## Lab | Web Scraping Single Page (GNOD part 1)
Business goal:
Check the case_study_gnod.md file.

Make sure you've understood the big picture of your project:

the goal of the company (Gnod),
their current product (Gnoosic),
their strategy, and
how your project fits into this context.
Re-read the business case and the e-mail from the CTO.

Instructions - Scraping popular songs
Your product will take a song as an input from the user and will output another song (the recommendation). In most cases, the recommended song will have to be similar to the inputted song, but the CTO thinks that if the song is on the top charts at the moment, the user will also enjoy a recommendation of another song that is popular at the moment.

You have to find data on the internet about currently popular songs. Popvortex maintains a weekly Top 100 of "hot" songs here: http://www.popvortex.com/music/charts/top-100-songs.php.

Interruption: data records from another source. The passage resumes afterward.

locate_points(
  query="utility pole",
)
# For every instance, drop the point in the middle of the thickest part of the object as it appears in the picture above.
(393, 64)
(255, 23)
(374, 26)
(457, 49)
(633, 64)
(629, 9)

It's a good place to start! Scrape the current top 100 songs and their respective artists, and put the information into a pandas dataframe.

In [2]:
from bs4 import BeautifulSoup
import requests
import pandas as pd

In [3]:
url = "https://www.popvortex.com/music/charts/top-100-songs.php"

In [4]:
# 3.0 download html with a get request
response = requests.get(url)
response.status_code # 200 status code means OK!

200

In [5]:
# 4.1 parse html (create the 'soup')
soup = BeautifulSoup(response.content, "html.parser")

In [None]:
# 4.2. check that the html code looks like it should
# soup

In [6]:
board_positions = soup.select(".cover-art.col-xs-12.col-sm-4 > p")
titles = soup.select(".chart-content.col-xs-12.col-sm-8 > p > cite")
artists = soup.select(".chart-content.col-xs-12.col-sm-8 > p > em")
    
board_position_text = [board_position.get_text() for board_position in board_positions]
title_text = [title.get_text() for title in titles]
artist_text = [artist.get_text() for artist in artists]
    
leader_board_songs_info = {
        "Ranking": board_position_text,
        "Title": title_text,
        "Artist": artist_text
    }
    
df = pd.DataFrame(data)
df.head(20)

Unnamed: 0,Ranking,Title,Artist
0,1,Lovin On Me,Jack Harlow
1,2,Lil Boo Thang,Paul Russell
2,3,White Horse,Chris Stapleton
3,4,I Remember Everything (feat. Kacey Musgraves),Zach Bryan
4,5,Save Me (with Lainey Wilson),Jelly Roll
5,6,Need A Favor,Jelly Roll
6,7,90s Rap Mashup,Austin Williams
7,8,Cruel Summer,Taylor Swift
8,9,Thinkin’ Bout Me,Morgan Wallen
9,10,All I Want for Christmas Is You,Mariah Carey


## Lab | Web Scraping Multiple Pages
### Instructions Part 1

In [7]:
url2 = "https://www.billboard.com/charts/hot-100/"

In [8]:
response2 = requests.get(url2)
response2.status_code

200

In [9]:
soup2 = BeautifulSoup(response2.content, "html.parser")

In [10]:
titles = []
artists = []

for i in range(1, 110): 
    title_selector = f"#post-1479786 > div.pmc-paywall > div > div > div > div.chart-results-list.\/\/.lrv-u-padding-t-150.lrv-u-padding-t-050\\@mobile-max > div:nth-child({i + 1}) > ul > li.lrv-u-width-100p > ul > li.o-chart-results-list__item.\/\/.lrv-u-flex-grow-1.lrv-u-flex.lrv-u-flex-direction-column.lrv-u-justify-content-center.lrv-u-border-b-1.u-border-b-0\\@mobile-max.lrv-u-border-color-grey-light.lrv-u-padding-l-1\\@mobile-max > h3"
    artist_selector = f"#post-1479786 > div.pmc-paywall > div > div > div > div.chart-results-list.\/\/.lrv-u-padding-t-150.lrv-u-padding-t-050\\@mobile-max > div:nth-child({i + 1}) > ul > li.lrv-u-width-100p > ul > li.o-chart-results-list__item.\/\/.lrv-u-flex-grow-1.lrv-u-flex.lrv-u-flex-direction-column.lrv-u-justify-content-center.lrv-u-border-b-1.u-border-b-0\\@mobile-max.lrv-u-border-color-grey-light.lrv-u-padding-l-1\\@mobile-max > span"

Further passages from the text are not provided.